Your job/s may be queued for various reasons. When the cluster is oversubscribed, such as when there are loadshedding cycles and we do not have sufficient generator capacity, a major reason is that there large number of users' jobs waiting in the queues. However, it is important to be aware that your job/s may be queued because your Research Programme (RP) allocation has run out and your Principal Investigator (PI) needs to provide 6 monthly feedback and/or contact your CHPC support scientist. Also possible is that you have specified a job which cannot ever run. Please check your jobs and queued jobs on the cluster using:
qstat -n1awu my_userid qstat -f myqueued_jobid1 myqueued_jobid2 |grep comment
For example for one of your queued jobs you may see something like::
qstat -f 5015940.sched01 |grep comment comment = Not Running: Server per-project limit reached on resource ncpus
This indicates that your job is queued because your RP allocation has expired or has run out of cpu hours and your PI needs to submit feedback.

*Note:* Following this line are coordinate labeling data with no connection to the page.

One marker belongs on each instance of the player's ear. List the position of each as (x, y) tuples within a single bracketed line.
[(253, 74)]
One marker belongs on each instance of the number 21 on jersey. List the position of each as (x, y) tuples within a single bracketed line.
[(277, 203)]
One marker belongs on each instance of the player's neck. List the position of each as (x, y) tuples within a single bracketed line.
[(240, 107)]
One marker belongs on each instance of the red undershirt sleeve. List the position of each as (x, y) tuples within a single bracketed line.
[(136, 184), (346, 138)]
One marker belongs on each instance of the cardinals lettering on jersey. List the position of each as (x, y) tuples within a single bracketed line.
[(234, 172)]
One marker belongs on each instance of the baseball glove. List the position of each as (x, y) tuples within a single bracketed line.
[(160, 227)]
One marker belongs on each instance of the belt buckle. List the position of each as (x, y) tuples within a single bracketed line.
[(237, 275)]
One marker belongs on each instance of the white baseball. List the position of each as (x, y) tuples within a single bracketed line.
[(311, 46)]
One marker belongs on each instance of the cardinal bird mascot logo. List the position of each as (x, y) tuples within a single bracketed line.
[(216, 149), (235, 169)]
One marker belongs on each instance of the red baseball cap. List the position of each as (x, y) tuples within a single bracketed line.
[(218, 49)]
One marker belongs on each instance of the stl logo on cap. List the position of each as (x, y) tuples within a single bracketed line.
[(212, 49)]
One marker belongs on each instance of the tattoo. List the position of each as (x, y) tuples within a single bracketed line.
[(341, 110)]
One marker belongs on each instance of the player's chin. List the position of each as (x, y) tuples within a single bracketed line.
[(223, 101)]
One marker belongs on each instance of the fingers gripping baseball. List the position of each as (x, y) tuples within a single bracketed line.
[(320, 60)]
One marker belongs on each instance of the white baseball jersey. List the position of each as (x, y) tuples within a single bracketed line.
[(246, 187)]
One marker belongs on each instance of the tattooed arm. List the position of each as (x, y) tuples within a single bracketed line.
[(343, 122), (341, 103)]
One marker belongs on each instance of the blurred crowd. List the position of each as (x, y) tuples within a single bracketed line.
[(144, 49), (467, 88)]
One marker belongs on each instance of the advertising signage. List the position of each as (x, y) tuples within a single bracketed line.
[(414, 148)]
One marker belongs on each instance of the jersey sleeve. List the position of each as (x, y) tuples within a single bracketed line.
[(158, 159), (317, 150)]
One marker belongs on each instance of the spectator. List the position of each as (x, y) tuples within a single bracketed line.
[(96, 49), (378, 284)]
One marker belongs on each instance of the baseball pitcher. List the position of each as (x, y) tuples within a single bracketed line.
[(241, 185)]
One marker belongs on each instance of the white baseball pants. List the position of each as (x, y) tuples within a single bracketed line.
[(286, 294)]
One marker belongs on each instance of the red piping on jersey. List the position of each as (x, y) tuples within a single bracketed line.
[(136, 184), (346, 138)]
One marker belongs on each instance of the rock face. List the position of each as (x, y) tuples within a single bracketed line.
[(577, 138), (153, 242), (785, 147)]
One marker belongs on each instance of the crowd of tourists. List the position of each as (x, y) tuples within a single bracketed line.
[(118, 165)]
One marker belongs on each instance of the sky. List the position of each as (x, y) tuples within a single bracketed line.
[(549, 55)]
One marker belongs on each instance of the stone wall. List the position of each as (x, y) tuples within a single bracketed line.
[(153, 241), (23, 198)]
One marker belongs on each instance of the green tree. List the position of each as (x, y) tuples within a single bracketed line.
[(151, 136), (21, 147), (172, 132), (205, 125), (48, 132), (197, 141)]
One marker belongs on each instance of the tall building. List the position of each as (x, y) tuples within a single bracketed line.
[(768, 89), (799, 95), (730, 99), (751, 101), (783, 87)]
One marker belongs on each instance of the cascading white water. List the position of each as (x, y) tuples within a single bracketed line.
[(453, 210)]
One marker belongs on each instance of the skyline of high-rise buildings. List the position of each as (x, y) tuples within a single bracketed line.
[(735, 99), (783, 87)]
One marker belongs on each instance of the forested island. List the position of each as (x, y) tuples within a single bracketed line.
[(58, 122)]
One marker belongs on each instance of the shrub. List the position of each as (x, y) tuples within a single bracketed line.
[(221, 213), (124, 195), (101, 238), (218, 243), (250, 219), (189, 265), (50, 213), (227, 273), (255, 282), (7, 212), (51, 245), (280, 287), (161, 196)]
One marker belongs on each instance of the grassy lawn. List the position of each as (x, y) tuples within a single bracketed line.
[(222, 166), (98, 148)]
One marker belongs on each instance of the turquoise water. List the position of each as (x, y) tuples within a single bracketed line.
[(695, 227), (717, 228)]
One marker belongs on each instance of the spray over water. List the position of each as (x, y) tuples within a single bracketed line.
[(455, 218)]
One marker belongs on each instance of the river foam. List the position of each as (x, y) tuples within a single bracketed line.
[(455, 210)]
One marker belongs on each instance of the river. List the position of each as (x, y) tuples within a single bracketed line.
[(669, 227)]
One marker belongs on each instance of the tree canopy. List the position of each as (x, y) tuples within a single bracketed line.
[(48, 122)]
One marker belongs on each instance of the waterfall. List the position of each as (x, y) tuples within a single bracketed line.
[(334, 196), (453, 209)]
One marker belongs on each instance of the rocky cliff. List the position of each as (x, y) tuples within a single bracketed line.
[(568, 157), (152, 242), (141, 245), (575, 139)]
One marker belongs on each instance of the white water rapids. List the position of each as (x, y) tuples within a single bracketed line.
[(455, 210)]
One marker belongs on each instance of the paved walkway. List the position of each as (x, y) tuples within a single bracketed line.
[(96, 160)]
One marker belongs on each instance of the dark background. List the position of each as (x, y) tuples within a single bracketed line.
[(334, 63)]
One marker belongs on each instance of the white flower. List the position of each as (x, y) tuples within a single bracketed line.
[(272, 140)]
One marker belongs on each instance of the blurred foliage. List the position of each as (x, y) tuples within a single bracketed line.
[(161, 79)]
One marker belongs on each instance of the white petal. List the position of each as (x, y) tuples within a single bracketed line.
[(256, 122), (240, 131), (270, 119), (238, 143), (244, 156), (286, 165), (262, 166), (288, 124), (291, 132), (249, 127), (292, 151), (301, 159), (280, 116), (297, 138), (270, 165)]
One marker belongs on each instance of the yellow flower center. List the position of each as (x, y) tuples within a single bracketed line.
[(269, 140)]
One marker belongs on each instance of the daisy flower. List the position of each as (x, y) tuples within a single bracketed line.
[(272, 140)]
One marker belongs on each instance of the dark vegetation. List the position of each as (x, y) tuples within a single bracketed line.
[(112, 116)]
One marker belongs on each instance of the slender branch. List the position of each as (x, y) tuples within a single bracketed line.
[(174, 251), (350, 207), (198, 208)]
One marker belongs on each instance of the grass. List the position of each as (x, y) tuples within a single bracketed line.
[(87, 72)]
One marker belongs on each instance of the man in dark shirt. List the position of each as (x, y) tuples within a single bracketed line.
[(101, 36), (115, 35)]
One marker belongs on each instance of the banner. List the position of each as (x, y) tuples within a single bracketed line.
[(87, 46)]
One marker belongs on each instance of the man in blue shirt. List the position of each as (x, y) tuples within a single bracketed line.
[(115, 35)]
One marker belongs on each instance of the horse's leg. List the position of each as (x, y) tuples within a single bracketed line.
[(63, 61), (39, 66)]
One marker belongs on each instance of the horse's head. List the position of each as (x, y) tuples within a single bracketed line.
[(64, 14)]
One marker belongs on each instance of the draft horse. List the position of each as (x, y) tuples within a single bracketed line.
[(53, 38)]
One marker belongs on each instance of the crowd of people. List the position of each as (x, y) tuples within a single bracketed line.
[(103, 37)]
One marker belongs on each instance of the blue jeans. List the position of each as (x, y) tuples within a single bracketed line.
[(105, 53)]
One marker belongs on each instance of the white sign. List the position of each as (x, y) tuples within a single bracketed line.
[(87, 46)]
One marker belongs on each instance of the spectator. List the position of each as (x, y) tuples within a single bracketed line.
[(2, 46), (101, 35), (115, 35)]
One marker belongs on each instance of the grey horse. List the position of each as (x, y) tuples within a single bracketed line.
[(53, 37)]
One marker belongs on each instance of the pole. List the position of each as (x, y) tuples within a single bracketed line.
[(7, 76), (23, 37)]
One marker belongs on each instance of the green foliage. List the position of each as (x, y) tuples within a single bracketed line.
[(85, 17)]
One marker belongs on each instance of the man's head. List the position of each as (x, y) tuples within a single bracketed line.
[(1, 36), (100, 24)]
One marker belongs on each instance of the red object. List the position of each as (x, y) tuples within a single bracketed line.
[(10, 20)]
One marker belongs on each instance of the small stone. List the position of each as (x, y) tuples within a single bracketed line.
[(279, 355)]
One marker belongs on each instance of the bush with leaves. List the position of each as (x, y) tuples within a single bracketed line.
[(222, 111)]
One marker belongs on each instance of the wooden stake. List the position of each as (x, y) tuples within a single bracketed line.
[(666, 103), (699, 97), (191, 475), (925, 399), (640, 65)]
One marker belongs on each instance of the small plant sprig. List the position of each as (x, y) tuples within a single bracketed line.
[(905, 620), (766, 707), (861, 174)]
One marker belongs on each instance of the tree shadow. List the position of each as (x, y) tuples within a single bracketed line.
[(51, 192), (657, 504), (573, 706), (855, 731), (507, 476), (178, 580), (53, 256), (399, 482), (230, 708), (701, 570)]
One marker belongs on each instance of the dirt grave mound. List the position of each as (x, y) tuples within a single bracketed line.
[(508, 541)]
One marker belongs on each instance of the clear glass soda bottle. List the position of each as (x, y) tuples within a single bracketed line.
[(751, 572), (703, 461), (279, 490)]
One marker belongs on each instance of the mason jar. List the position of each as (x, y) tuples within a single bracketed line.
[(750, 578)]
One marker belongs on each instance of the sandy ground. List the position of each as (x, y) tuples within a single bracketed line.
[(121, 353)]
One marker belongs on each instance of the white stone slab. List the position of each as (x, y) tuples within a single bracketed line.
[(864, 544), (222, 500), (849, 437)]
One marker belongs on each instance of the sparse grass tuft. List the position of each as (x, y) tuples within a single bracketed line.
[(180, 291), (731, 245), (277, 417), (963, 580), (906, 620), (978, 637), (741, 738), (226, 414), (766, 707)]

Other job comment messages include:
comment = Not Running: Insufficient amount of resource: nodetype comment = Not Running: Insufficient amount of resource: ncpus comment = Not Running: Insufficient amount of resource: ngpus (R: 2 A: 1 T: comment = Not Running: User has reached queue smp running job limit. comment = Not Running: User has reached queue normal running job limit. comment = Not Running: User has reached queue serial running job limit. comment = Not Running: User has reached queue seriallong running job limit. comment = Not Running: User has reached queue gpu_1 running job limit.
The first 3 messages indicate indicate that there are not enough resources of the particular types. The last 5 messages indicate that the user (you if these your own job numbers) have other jobs in the specified queue which have reached the limit of number of jobs per user in this queue.
If you see “Insufficient amount of resource” then it is worth checking whether your jobs do correctly request the resources.
qstat -f 4123211.sched01 |grep "List.select" Resource_List.select = 1:ncpus=24:mpiprocs=24:mem=999gb qstat -f 4123211.sched01 |grep "queue" queue = smp
This example indicates a job on the smp queue requiring one node, 24 cpu's/cores, 24 mpi processes, and memory of 999Gb. Note that the standard nodes on Lengau have either 64Gb or 128Gb, so this memory request is inappropriate and will never run. In fact in terms of memory on such nodes one should specify 56gb or 120gb since each node needs memory for system processes.
If you are running Materials Studio jobs (accelrys) you will likely need to first look up you job number on the cluster. MS does give you a job identification name, so for example:
qstat |grep My_MS_jobname qstat|grep MS_L2FXD 5046144.sched01 MS_L2FXD accelrys 0 Q accelrys
Then in this example the job number is 5046144.sched01, so thereafter please follow the procedure above.